Localização: Ficará localizado ao lado da Casa do Administrador, contando com um deck de madeira para conectar as áreas.
Precedente histórico: A instalação foi embasada pelo histórico da inauguração do parque em 1892, que já comportava um restaurante nas suas primeiras décadas.
Polêmica ambiental
A polêmica ambiental sobre o novo restaurante no Parque Trianon gira em torno da descaracterização de um dos últimos refúgios de Mata Atlântica na região central de São Paulo.
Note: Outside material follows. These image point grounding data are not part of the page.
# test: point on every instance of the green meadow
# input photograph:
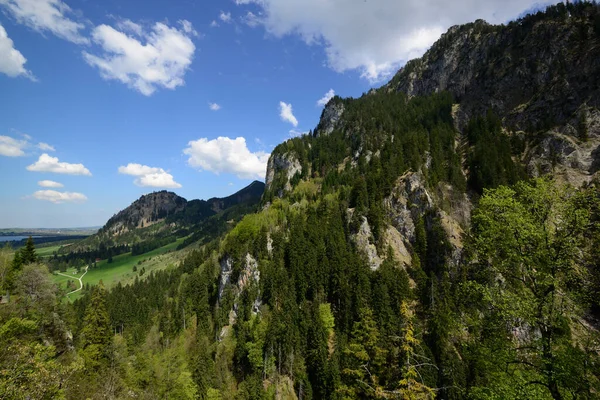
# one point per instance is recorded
(121, 269)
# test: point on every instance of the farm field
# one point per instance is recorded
(121, 269)
(47, 251)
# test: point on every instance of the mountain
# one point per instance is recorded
(422, 243)
(146, 211)
(164, 214)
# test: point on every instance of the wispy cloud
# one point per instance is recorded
(12, 62)
(59, 197)
(225, 155)
(149, 176)
(286, 114)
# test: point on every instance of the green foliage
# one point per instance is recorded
(96, 332)
(531, 236)
(490, 156)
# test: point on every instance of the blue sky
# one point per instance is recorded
(115, 99)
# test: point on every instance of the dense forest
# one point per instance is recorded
(281, 301)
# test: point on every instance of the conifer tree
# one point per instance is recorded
(96, 332)
(28, 255)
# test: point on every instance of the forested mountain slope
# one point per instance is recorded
(408, 249)
(165, 214)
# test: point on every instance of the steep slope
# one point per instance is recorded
(164, 216)
(146, 211)
(400, 252)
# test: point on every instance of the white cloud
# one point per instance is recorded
(52, 184)
(188, 27)
(225, 17)
(12, 62)
(322, 102)
(45, 147)
(47, 163)
(149, 176)
(59, 197)
(127, 25)
(158, 59)
(286, 114)
(12, 147)
(225, 155)
(251, 19)
(376, 37)
(46, 16)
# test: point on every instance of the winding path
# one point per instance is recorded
(80, 282)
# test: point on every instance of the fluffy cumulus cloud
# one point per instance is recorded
(53, 16)
(51, 184)
(149, 176)
(12, 62)
(45, 147)
(376, 37)
(59, 197)
(47, 163)
(225, 155)
(144, 61)
(225, 17)
(11, 147)
(251, 19)
(322, 102)
(286, 114)
(297, 133)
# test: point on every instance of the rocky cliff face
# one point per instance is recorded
(540, 75)
(528, 71)
(146, 211)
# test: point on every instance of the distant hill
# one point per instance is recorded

Enquanto críticos alertam para o impacto ecológico na fauna e na flora, defensores apontam que o projeto cumpre exigências legais e resgata o histórico do parque.
O que dizem os críticos e ambientalistas
Perda de biodiversidade: Conselheiros municipais e biólogos alertam que o parque abriga espécies raras de fauna urbana (como aranhas e pássaros) que dependem do isolamento do local.
“Cidade dentro do parque”: Especialistas criticam a mercantilização da área verde, afirmando que a estrutura traz poluição sonora, resíduos e fluxo excessivo de pessoas para um ecossistema já pressionado pelas ilhas de calor da Avenida Paulista.
Acionamento da Justiça: Movimentos de moradores e membros do Conselho Participativo Municipal questionaram a demolição do prédio anexo à Casa do Administrador e acionaram o Ministério Público de São Paulo para tentar paralisar a intervenção.